One bad instruction or misread workflow could propagate across multiple escrows, recipients, or payments instead of affecting only one item.
The documented workflow encourages batch settlement that can release funds across multiple jobs in one operation. On-chain batch actions have limited reversibility if a job list, recipient, or instruction is wrong.
./scripts/paypol-hire.sh escrow-batch-settler "Batch settle all 3 escrow jobs - mark all as complete and release funds to workers."
Use dry runs and per-item confirmations for batch operations, and start with small test transactions before approving bulk settlements or payments.
Prompts may contain business, wallet, payment, or project details that are sent to PayPol or downstream agent infrastructure.
The API reference documents webhook-style agent developer flows where task prompts, wallet identifiers, budgets, and deadlines may be passed to another agent service. This appears purpose-aligned, but users should understand what task data leaves their environment.
POST https://your-agent.com/webhook { "jobId": "job_abc123", "prompt": "User's task description", "callerWallet": "0x...", "maxBudget": 200, "deadline": "2025-12-31T23:59:59Z" }Avoid putting unnecessary secrets in prompts, verify which PayPol agents are native or third-party, and use a trusted API endpoint.
A future or different package resolution could differ from what was reviewed.

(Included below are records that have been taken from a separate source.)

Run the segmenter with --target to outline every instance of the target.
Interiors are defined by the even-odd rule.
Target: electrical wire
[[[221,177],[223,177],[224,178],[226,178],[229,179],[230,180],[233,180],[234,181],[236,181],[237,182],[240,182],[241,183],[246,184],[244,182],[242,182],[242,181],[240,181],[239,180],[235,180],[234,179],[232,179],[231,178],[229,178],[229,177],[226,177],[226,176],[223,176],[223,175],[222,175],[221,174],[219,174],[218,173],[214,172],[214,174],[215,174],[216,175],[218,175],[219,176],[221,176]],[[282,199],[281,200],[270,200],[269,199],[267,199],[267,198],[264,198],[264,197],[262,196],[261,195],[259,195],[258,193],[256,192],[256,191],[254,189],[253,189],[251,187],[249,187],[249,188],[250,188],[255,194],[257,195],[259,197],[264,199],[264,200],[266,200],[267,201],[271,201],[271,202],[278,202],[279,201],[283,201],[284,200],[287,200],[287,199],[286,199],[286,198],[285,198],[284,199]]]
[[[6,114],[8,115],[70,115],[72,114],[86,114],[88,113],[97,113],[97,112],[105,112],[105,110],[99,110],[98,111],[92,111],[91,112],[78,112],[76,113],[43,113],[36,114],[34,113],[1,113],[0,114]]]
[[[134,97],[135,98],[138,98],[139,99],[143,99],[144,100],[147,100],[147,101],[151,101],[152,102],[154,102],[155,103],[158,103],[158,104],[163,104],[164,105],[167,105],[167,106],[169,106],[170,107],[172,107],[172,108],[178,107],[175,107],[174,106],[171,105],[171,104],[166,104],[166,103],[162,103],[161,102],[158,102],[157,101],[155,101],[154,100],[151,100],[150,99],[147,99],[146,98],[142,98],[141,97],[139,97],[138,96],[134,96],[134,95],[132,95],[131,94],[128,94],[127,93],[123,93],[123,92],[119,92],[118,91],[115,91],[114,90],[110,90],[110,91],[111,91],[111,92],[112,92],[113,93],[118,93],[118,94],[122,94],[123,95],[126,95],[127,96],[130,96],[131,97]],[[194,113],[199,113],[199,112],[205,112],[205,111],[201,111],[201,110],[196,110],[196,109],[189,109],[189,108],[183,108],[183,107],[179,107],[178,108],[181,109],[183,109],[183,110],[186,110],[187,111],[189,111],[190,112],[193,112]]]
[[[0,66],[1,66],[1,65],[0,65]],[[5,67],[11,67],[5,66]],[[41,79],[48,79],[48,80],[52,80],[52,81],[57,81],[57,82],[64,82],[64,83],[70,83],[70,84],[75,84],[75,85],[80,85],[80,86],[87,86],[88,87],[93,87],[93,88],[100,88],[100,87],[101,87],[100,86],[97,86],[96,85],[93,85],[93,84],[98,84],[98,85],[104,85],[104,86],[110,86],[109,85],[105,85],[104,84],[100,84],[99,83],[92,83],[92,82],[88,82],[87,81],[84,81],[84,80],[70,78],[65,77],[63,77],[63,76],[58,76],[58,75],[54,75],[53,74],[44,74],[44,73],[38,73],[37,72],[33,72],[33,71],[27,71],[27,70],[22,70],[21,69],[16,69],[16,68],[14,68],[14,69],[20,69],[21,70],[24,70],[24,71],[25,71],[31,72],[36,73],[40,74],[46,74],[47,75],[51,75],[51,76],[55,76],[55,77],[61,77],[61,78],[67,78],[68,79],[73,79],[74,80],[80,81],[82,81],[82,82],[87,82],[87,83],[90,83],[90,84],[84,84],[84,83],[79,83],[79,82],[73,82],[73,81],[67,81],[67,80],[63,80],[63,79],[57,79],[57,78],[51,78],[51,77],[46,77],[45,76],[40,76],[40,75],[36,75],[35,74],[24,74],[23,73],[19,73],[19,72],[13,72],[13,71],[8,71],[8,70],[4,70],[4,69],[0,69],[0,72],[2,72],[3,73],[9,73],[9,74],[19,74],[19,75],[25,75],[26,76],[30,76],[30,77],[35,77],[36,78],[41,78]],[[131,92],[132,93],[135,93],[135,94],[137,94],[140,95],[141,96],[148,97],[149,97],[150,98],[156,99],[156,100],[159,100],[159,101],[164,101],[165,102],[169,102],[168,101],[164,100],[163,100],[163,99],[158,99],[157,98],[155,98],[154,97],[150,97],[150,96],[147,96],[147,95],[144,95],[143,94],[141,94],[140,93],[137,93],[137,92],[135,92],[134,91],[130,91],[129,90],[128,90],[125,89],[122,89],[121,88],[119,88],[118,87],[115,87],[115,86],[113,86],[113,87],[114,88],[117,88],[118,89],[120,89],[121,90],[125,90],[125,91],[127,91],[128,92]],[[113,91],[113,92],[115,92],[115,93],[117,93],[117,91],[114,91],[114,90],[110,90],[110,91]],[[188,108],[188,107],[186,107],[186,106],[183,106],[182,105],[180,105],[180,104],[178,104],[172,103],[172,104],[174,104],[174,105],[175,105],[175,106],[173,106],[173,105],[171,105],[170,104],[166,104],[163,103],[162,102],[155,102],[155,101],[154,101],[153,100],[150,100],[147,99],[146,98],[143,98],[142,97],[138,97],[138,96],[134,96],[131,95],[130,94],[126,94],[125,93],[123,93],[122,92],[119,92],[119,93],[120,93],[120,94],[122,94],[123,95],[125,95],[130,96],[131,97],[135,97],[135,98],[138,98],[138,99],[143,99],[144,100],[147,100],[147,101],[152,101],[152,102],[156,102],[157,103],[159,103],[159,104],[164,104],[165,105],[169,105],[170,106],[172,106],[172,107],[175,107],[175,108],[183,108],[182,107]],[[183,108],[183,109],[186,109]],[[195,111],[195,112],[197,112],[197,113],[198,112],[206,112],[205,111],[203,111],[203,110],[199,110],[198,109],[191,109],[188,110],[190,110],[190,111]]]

The source is listed as unknown and the install spec pulls an npm package without a pinned version. The provided scripts do not show malicious behavior, so this is a provenance and dependency hygiene note rather than a standalone concern.
Source: unknown ... Install specifications: [0] node | package: axios
Install only from a trusted registry/source, prefer pinned dependency versions, and verify the skill package before using it with real funds.